= Phoenix (Burning Man installation) =

Ukrainian Phoenix was Ukraine’s first-ever ritual burn art installation at the annual Burning Man festival held in Black Rock City, Nevada, in August 2023. Conceived and built by a collective of Ukrainian artists and volunteers, the work took the form of a monumental phoenix rising from a fractured Tryzub (the Ukrainian trident), symbolizing national revival amid wartime devastation.

== Background ==
In early 2023, as Russia’s full-scale invasion of Ukraine entered its second year, a group of Ukrainian expatriates and supporters sought to bring international attention to the country’s resilience through participation in one of the world’s most renowned countercultural art events.
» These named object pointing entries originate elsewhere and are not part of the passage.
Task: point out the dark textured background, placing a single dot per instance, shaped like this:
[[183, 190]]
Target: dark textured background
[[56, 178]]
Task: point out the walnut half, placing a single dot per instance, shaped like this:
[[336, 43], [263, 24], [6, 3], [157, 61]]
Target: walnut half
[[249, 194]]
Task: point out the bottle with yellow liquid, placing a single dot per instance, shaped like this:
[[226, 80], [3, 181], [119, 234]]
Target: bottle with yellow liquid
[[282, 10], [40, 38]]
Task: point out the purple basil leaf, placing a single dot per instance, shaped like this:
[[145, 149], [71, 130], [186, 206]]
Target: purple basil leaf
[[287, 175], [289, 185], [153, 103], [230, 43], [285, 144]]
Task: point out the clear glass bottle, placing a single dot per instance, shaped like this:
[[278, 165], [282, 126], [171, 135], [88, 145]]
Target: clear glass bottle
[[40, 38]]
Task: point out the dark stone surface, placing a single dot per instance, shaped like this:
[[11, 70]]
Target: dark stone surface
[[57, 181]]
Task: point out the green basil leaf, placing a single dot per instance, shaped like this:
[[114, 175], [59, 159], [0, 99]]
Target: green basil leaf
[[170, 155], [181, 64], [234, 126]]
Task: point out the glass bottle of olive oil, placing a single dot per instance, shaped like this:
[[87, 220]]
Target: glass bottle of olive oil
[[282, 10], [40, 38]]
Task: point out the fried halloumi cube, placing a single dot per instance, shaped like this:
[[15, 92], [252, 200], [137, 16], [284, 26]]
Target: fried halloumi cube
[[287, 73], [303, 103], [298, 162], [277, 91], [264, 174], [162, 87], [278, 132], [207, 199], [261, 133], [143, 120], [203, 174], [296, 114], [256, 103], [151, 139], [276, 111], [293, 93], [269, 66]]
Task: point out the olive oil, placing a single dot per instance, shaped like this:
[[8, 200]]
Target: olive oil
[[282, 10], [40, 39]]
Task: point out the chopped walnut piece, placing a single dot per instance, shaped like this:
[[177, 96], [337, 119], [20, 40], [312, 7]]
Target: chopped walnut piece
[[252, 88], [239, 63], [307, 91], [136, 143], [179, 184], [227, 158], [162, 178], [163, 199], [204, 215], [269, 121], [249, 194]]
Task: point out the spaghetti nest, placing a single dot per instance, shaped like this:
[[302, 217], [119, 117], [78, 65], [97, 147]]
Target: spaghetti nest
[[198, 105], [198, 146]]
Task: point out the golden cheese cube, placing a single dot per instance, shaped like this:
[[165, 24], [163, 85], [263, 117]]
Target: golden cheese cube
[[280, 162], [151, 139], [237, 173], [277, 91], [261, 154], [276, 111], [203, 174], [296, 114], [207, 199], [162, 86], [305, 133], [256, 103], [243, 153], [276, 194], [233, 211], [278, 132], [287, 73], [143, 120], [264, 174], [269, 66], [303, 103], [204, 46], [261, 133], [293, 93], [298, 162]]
The idea evolved into creating a large-scale sculpture blending national iconography with Burning Man’s ethos of radical self-expression and communal effort.

== Design and construction ==
Artists Oleksiy Sai and Bohdana Kosmina led the design and construction of the Phoenix installation. The work comprised two main elements: a 40-foot-wide skeletal Tryzub base and a 60-foot-tall phoenix figure made from sustainably sourced steel and locally harvested pinewood. The artists incorporated LED lighting and programmable pyrotechnics to animate the sculpture during the nightly “burn” ritual. Engineering teams from Kyiv and Reno collaborated on wind-load simulations to ensure stability in the playa’s notorious winds.
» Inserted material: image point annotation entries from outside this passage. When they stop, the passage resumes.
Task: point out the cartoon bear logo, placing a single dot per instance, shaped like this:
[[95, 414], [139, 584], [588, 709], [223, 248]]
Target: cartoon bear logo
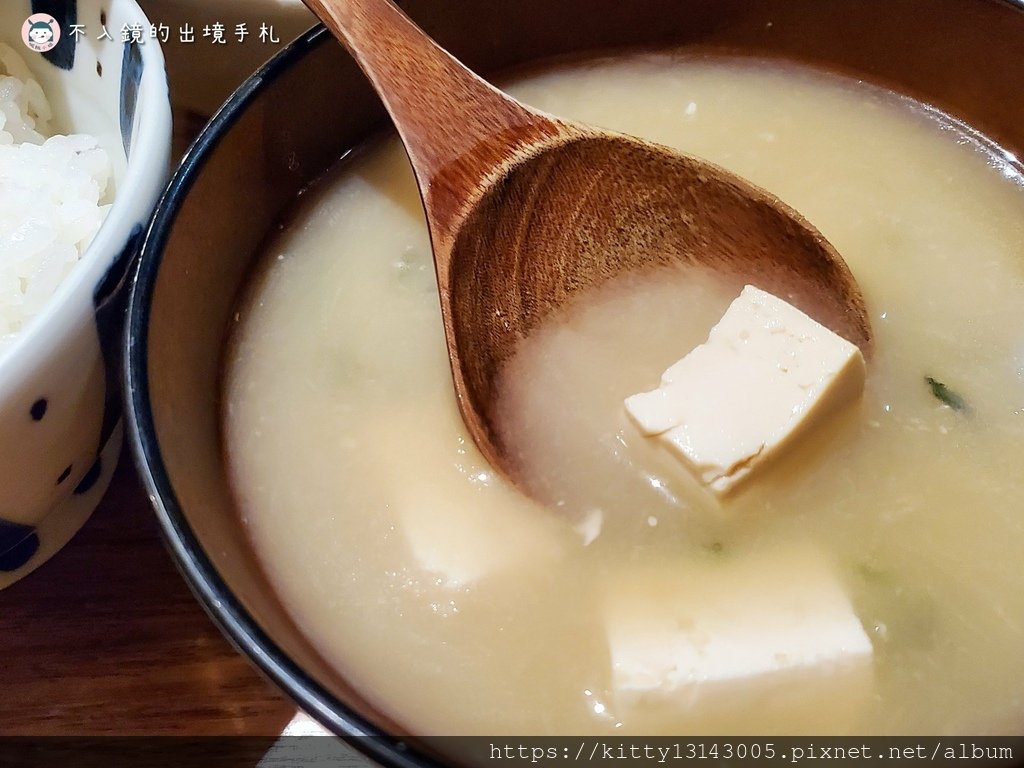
[[41, 33]]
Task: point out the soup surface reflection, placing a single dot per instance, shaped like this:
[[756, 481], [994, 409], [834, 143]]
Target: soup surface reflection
[[460, 606]]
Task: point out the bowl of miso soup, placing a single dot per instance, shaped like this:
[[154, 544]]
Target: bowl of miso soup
[[294, 417]]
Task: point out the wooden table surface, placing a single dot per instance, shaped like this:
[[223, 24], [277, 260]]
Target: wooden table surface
[[107, 639]]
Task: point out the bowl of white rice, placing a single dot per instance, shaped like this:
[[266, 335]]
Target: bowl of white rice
[[85, 134]]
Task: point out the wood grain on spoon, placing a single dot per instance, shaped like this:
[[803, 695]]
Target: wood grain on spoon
[[526, 210]]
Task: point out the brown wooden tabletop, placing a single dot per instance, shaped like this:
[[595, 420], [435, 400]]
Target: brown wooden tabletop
[[107, 639]]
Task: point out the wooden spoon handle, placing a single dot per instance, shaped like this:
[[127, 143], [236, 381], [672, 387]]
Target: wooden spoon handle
[[455, 125]]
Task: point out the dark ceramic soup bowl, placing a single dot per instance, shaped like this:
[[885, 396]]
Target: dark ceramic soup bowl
[[286, 125]]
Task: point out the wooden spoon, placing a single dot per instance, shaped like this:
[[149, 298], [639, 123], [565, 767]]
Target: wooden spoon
[[526, 210]]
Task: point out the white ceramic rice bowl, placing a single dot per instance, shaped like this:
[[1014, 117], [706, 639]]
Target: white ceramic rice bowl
[[59, 380]]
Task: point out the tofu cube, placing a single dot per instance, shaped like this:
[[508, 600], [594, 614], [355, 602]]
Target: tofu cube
[[753, 643], [766, 374]]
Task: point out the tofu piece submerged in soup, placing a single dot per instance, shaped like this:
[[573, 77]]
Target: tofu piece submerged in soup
[[459, 605]]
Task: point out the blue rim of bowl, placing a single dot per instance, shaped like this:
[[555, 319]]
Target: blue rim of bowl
[[192, 560]]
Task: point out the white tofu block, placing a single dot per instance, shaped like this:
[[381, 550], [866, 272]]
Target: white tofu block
[[766, 374], [767, 642]]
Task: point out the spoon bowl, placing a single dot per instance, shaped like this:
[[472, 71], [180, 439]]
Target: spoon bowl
[[526, 210]]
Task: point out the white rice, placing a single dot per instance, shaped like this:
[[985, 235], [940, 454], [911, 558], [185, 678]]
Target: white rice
[[51, 197]]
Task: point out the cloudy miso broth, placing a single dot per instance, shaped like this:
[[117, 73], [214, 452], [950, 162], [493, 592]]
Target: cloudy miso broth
[[458, 605]]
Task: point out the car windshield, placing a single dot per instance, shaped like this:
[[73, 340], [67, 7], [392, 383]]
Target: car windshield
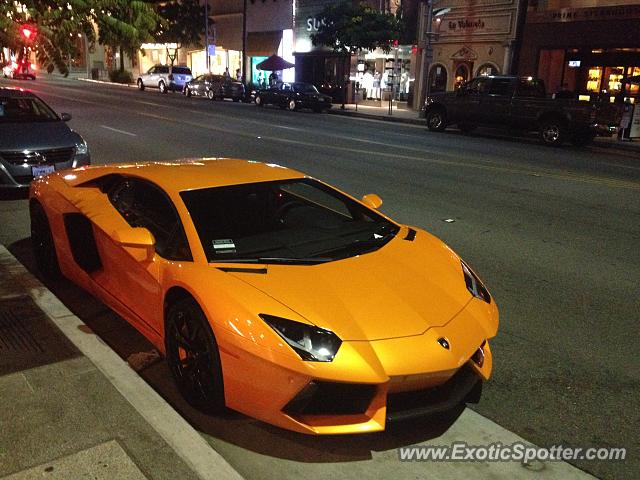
[[25, 109], [292, 221], [304, 88]]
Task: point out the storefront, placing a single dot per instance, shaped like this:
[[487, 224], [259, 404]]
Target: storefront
[[588, 51], [468, 40]]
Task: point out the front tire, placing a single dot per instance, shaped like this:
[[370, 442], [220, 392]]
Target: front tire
[[193, 356], [44, 249], [552, 132], [436, 120]]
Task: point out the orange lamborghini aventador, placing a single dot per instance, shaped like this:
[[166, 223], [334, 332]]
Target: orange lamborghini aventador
[[270, 292]]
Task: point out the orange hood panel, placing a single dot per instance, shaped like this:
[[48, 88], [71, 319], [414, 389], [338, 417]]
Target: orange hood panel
[[403, 289]]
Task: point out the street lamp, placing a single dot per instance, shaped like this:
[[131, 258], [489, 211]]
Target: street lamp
[[427, 52]]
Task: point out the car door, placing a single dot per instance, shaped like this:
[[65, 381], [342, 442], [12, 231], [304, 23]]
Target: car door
[[134, 281], [496, 104]]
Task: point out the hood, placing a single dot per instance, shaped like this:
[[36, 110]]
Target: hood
[[37, 136], [403, 289]]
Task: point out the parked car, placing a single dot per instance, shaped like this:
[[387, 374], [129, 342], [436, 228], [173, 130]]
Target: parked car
[[519, 103], [215, 87], [22, 70], [34, 140], [165, 78], [294, 96], [272, 293]]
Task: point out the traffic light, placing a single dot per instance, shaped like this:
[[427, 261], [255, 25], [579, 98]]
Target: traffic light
[[28, 33]]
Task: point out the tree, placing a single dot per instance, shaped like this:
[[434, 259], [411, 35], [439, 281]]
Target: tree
[[56, 25], [181, 22], [349, 29], [125, 25]]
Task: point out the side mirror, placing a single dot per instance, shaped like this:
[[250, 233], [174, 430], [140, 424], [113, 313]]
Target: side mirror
[[372, 200], [138, 242]]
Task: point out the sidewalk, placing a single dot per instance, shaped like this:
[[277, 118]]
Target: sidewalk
[[411, 117], [73, 409]]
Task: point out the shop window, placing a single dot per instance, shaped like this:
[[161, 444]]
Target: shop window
[[487, 70], [438, 78], [594, 78], [462, 74]]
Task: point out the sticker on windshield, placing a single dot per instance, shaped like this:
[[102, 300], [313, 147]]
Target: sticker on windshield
[[223, 246]]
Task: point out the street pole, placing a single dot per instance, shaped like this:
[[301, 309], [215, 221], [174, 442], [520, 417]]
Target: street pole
[[244, 43], [427, 56], [206, 34]]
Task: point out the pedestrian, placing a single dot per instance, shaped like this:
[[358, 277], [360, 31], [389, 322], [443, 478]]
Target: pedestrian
[[624, 132], [273, 79]]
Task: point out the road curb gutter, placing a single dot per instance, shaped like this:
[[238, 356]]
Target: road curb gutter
[[186, 442]]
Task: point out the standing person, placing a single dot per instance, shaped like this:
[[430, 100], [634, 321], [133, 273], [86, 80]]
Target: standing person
[[624, 133], [273, 79]]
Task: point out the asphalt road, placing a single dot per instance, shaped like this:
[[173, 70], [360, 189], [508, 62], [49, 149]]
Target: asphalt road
[[555, 234]]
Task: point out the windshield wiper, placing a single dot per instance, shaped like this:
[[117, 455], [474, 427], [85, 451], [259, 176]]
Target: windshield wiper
[[275, 260], [358, 246]]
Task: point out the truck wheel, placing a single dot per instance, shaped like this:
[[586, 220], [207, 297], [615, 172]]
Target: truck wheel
[[582, 138], [436, 120], [552, 132], [467, 127]]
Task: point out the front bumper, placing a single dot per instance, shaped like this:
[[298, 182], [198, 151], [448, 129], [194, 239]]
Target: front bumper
[[367, 385], [19, 175]]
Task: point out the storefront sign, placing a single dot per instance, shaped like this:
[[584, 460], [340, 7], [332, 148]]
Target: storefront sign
[[635, 123], [622, 12], [487, 25]]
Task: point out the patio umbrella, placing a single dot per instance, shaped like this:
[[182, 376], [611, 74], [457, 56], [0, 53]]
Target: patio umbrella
[[273, 63]]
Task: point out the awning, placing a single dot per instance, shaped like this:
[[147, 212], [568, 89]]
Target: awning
[[263, 44]]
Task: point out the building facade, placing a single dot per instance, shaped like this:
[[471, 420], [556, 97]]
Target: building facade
[[590, 47], [469, 38]]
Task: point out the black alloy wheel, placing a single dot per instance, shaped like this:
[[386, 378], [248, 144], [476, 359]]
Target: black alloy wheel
[[436, 120], [193, 356], [44, 249], [552, 132]]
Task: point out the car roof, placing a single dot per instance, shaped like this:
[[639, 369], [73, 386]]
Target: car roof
[[16, 92], [189, 174]]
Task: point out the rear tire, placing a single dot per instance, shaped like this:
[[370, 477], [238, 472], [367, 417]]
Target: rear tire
[[436, 120], [193, 356], [44, 249]]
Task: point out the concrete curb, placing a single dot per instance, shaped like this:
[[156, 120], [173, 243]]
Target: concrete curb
[[186, 442]]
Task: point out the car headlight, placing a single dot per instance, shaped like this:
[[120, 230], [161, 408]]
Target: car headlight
[[312, 343], [474, 285], [81, 148]]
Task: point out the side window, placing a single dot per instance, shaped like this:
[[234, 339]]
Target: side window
[[501, 87], [143, 204], [478, 86]]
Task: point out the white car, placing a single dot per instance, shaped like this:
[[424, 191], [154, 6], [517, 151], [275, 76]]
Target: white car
[[165, 78]]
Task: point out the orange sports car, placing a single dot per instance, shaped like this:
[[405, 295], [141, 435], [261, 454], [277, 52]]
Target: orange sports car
[[270, 292]]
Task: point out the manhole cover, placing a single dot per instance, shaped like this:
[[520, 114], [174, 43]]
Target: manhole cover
[[28, 339]]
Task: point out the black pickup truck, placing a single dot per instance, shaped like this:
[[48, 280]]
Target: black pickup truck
[[519, 103]]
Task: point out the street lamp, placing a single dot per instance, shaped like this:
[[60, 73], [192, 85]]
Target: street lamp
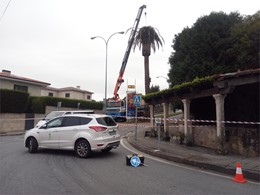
[[162, 77], [106, 42]]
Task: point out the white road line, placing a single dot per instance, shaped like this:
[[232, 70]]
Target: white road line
[[130, 148]]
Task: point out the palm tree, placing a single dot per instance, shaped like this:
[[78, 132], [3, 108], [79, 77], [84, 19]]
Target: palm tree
[[146, 38]]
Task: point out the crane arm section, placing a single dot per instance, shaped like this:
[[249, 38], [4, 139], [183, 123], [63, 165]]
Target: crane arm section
[[128, 50]]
== Installation at Burning Man 2023 ==
On the festival’s final night, Phoenix was installed at the center of Black Rock City’s playa as part of the ‘Burning Man’ ritual. As dusk fell on 31 August 2023, the phoenix ignited, rising in a choreographed dance of fire and light before collapsing into embers. With thousands in attendance — one of Burning Man’s largest crowds that year — the installation was hailed by media as a ‘dramatic tribute’ and ‘monumental sculpture’ symbolizing Ukraine’s perseverance.

== Reception and impact ==
International media praised Phoenix for its ambitious scale and powerful symbolism. CNN called it “Burning Man’s dramatic ‘phoenix’ tribute to war-torn Ukraine,” noting the emotional spectacle and global solidarity it inspired. UPI reported on the sculpture’s unveiling and highlighted the collaborative efforts of Ukrainian artists in exile. Ukrainian news outlets such as Ukrayinska Pravda covered Phoenix alongside another memorial work, emphasizing its role in wartime cultural diplomacy. The Village Ukraine reflected on the installation’s significance, arguing that “the Phoenix’s fiery rebirth mirrored Ukraine’s determination to emerge stronger from adversity.”

Beyond media coverage, Phoenix raised over $150,000 in donations for Ukrainian humanitarian aid groups via on-site fundraising and a linked NFT campaign. Festival participants and art critics cited Phoenix as one of the most memorable and meaningful works of Burning Man 2023, sparking discussions on the power of art in conflict contexts.